Possession with the Intent to Deliver Charges
After being arrested and charged with Possession with the Intent to Deliver (“PWID”) of heroin, the defendant made a motion in limine to exclude any mention of the buy money at trial under the Best Evidence Rule and as a discovery sanction for the Commonwealth’s failure to preserve evidence. The Philadelphia trial court held a hearing, and the officer testified that it was normal police procedure for the police to get rid of the money and use it in other investigations. Of course, the defense attorney impeached the officer with police directives which require that the money be preserved for trial.
The Best Evidence Rule and Pre-Recorded Buy Money
The trial court granted the motion in limine and precluded the Commonwealth from eliciting any testimony about the exchange of money. The prosecution appealed to the Superior Court, and the Superior Court reversed. First, the Superior Court held that mentioning the use of the money and the way in which it was recorded did not violate the Best Evidence Rule despite the fact that introducing the money itself would have been the best evidence. Under the Pennsylvania Rules of Evidence, “[a]n original writing, recording, or photograph is required in order to prove its content unless these rules, other rules prescribed by the Supreme Court, or a statute provides otherwise.” This means that in a contract dispute, the parties may not try to prove the contents of the contract through oral testimony. Instead, the party seeking to offer evidence of a contract must introduce the actual contract into evidence.
Obviously, the money itself would be the best evidence of the fact that the money was used in the investigation. However, there are limits to the Best Evidence Rule in that it only applies when the contents of the document are necessary to prove the case or an element of the offense or defense. Thus, Rule 1002, the Best Evidence Rule, requires that an original writing, recording, or photograph be introduced at trial only if the proponent must prove the contents of the writing, recording, or photograph to prove the elements of its case.
Here, the actual serial number of the buy money was not essential for the Commonwealth to prove the elements of the case. Instead, the charges required the prosecution to show that the defendant sold drugs to the Confidential Informant, not that the bills had a certain serial number on them. The Court held that although police may not have followed the best procedures when they failed to preserve the evidence, the Best Evidence Rule does not prevent them from testifying about the money's existence and use. The Court also noted that its ruling would not leave the defendant without a remedy. At trial, the defendant would have ample opportunity to cross examine the police officer as to what happened to the money and suggest that the money was not actually recovered.
The Court noted:
“While evidence of the officer’s entry of the bill’s serial number into the computer may be less strong than either of those alternatives, that means only that such evidence is more vulnerable to attack, not that it is inadmissible. At trial, Ribot’s counsel would have ample opportunity to cross-examine [the officer] about the buy money and his method of pre-recording its serial number.”
In some cases, it may also be possible to request a missing evidence jury instruction, and jury instructions can be very important.

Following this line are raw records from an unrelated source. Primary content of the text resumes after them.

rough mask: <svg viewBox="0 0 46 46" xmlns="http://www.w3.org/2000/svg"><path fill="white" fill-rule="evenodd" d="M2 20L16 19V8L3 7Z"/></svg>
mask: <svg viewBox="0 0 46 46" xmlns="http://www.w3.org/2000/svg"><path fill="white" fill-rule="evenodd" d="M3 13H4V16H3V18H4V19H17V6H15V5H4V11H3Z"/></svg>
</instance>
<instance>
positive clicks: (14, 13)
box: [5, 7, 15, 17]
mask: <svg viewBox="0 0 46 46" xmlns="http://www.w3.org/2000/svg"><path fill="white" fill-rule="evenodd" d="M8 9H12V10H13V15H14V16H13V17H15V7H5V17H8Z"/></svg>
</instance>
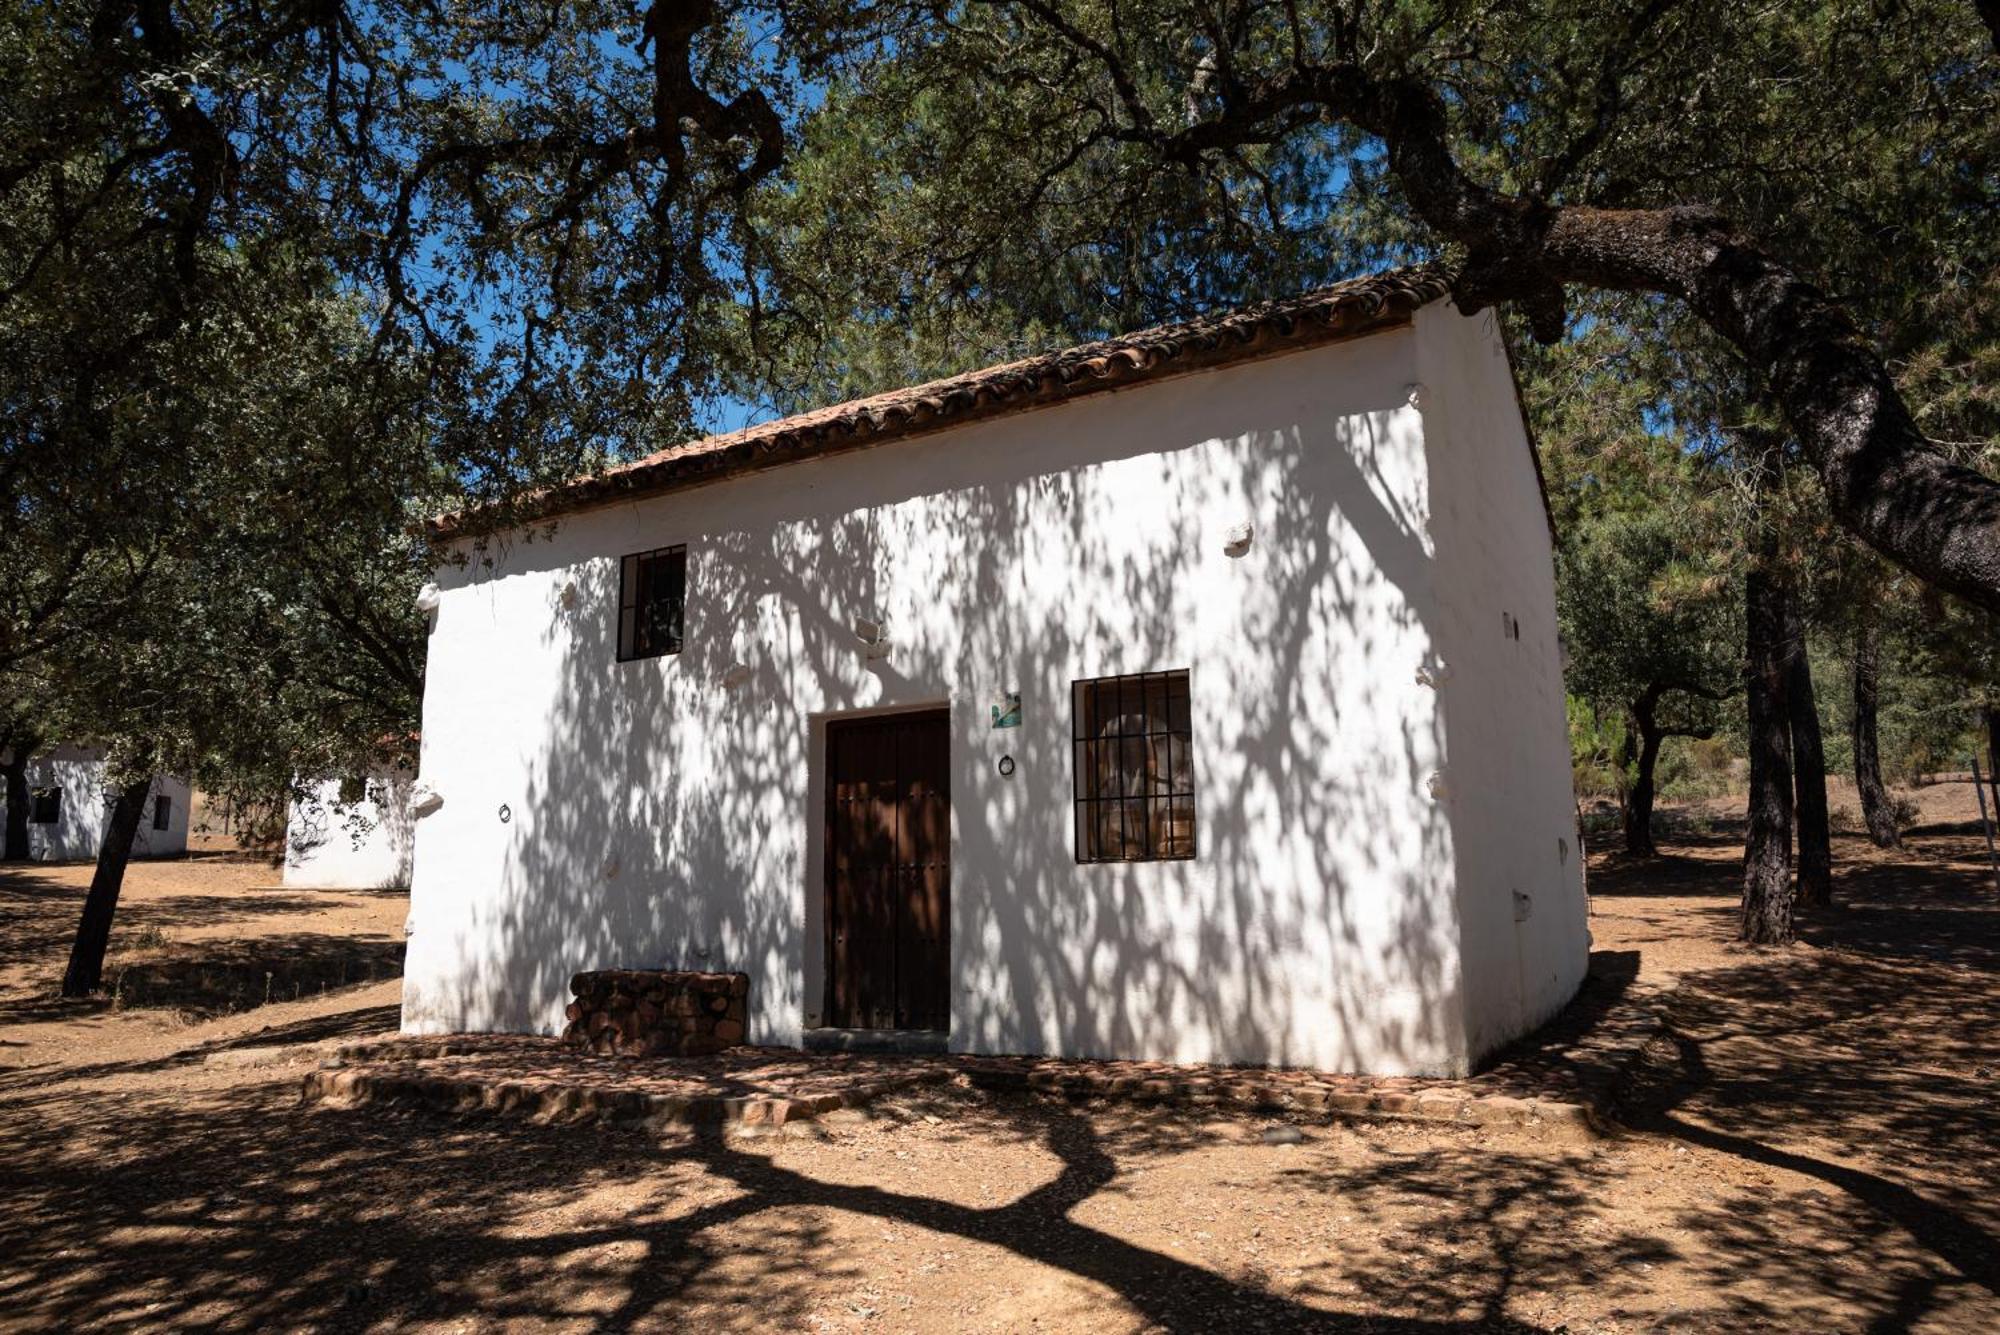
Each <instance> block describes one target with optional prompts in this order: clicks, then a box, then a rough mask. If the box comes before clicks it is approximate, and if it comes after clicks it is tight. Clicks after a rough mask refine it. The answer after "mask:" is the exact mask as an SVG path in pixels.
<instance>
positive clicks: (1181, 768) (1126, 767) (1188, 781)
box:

Finally, the Superior Court concluded that the Commonwealth should not face discovery sanctions for destroying evidence because the Commonwealth never actually possessed the buy money. This analysis obviously creates a line between the prosecution and the police which does not really exist, and many other cases have held that the contents of the police file can be attributed to the prosecutor. Nonetheless, the Superior Court reversed the trial court’s order and remanded the case to the Court of Common Pleas for trial on the drug charges.